I an assistant professor at UMass Lowell in the Biology department, also affiliated with the Center of Biomedical and Health Research in Data Sciences. I’m excited to work with Biology students at all levels to make discoveries about the origins of disease.
My goal is to discover health conditions, medical treatments, or other exposures that change risk of disease, by linking health data to molecular data. These results can uncover how the disease works and identify interventions to prevent and treat it.
To tackle this goal, our research brings together many kinds of data, including health records, biobanks, cancer genomics projects, and massive experimental studies of drugs. We will use methods inspired by computer science and epidemiology.
Postdoc in Biomedical Data Science
University of Chicago
PhD in Biomedical Informatics
Columbia University
BA in Computer Science
Brown University
Cancer is essentially a human tissue that has gone rogue, weaponized and retrofitted to ensure its own survival in a hostile environment–the human body. The work of this lab is inspired by certain key aspects of this process:
Cells are constantly at risk of DNA damage, which accumulate over divisions, figure, above (A).

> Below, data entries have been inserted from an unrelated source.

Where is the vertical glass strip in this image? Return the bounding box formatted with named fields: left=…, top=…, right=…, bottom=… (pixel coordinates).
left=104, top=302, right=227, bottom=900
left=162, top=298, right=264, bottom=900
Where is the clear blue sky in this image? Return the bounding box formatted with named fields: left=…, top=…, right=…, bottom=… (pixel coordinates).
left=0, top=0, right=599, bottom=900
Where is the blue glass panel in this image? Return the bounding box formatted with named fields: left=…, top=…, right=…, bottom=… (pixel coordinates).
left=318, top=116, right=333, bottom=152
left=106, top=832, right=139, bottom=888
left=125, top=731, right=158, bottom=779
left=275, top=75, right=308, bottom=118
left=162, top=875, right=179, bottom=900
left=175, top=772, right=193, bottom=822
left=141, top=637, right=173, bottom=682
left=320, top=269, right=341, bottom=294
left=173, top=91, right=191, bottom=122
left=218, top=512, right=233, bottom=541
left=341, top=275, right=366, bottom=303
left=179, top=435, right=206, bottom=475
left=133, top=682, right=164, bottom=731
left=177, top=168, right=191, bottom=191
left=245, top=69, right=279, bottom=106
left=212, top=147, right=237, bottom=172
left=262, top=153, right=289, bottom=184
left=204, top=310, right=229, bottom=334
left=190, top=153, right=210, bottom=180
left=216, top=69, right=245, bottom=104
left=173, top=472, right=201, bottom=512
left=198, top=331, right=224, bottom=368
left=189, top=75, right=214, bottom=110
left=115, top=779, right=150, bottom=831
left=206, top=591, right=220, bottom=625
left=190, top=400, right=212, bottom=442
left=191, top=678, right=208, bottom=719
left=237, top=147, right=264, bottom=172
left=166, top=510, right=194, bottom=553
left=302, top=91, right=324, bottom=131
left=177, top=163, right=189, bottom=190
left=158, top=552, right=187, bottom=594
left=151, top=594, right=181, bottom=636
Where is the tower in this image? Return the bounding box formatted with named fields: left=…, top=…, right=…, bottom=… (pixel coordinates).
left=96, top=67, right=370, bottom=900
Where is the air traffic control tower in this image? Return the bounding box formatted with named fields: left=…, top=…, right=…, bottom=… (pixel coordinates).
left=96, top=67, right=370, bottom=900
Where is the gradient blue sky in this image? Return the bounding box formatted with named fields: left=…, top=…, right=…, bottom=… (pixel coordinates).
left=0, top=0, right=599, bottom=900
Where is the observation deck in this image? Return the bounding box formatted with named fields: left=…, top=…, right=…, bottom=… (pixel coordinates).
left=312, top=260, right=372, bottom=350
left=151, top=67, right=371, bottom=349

But this damage only results in cancer when driver mutations affect certain well-defined hallmark biological processes.
But, the growth that can be caused by any one mutation is limited (B). Instead, yet more damage is required to other key cellular processes (C) for cancer to develop. Cancers occur more with age, a result of the process of trial and error as cancers evolve a combination these abilities.

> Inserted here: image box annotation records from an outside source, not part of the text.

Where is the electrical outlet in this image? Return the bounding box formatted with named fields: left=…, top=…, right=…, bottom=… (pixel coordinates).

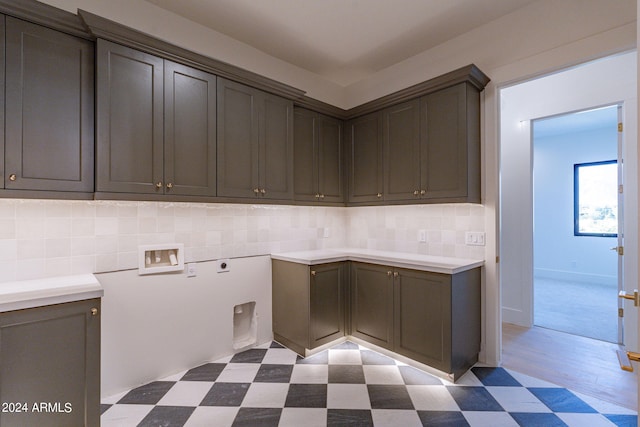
left=187, top=262, right=198, bottom=277
left=218, top=259, right=230, bottom=273
left=464, top=231, right=485, bottom=246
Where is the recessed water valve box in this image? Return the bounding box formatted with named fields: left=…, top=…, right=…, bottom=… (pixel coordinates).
left=138, top=243, right=184, bottom=275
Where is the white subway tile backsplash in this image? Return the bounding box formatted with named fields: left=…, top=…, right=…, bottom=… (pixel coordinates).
left=0, top=199, right=485, bottom=281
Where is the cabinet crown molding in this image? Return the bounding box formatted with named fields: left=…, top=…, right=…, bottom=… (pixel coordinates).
left=0, top=0, right=93, bottom=40
left=77, top=9, right=305, bottom=99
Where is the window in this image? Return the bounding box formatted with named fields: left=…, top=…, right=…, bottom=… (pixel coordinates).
left=573, top=160, right=618, bottom=237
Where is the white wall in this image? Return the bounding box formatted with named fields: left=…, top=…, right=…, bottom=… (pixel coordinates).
left=97, top=256, right=273, bottom=397
left=0, top=199, right=484, bottom=282
left=533, top=127, right=618, bottom=288
left=500, top=52, right=638, bottom=344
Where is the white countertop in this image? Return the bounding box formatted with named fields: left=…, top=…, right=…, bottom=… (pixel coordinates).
left=0, top=274, right=104, bottom=313
left=271, top=248, right=484, bottom=274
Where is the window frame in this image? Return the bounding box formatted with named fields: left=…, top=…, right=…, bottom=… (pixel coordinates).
left=573, top=159, right=618, bottom=237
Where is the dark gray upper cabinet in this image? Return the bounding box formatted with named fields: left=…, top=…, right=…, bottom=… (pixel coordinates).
left=2, top=17, right=94, bottom=193
left=349, top=83, right=480, bottom=204
left=217, top=78, right=293, bottom=200
left=293, top=108, right=344, bottom=203
left=96, top=39, right=164, bottom=194
left=348, top=112, right=384, bottom=203
left=420, top=83, right=480, bottom=203
left=96, top=40, right=216, bottom=196
left=164, top=61, right=216, bottom=196
left=382, top=99, right=420, bottom=201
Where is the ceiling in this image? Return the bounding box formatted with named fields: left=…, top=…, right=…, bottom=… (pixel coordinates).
left=146, top=0, right=536, bottom=86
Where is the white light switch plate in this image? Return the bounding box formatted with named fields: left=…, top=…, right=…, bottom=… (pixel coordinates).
left=464, top=231, right=485, bottom=246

Besides acquired mutations, other infuences on cancer development affect some of the same biological processes. This can suggest new ways to understand the disease (figure, below).
Some people are born with very high genetic risk, (D) , such as people with the inherited BRCA mutation. But, other more common genetic variation can influence cancer risk more subtly.
Other health conditions can change risk of cancer, (E). For example, obesity has been shown to increase risk of cancer, possibly by effects on inflammation, hormones, or levels of insulin.
Certain drugs used for other diseases have been discovered to have a secondary affect on cancer (F). Aspirin is an anti-inflammatory drug, and it has been shown to reduce risk of cancer. Other drugs increase risk of cancer.
A major goal of the lab is to learn influences of health history and drugs on disease development. Diseases can share common causes and deveolopment patterns, with implications for personalized disease risk forecasting and prevention. Repurposing common drugs has the potential to accelerate discovery of new disease treatments.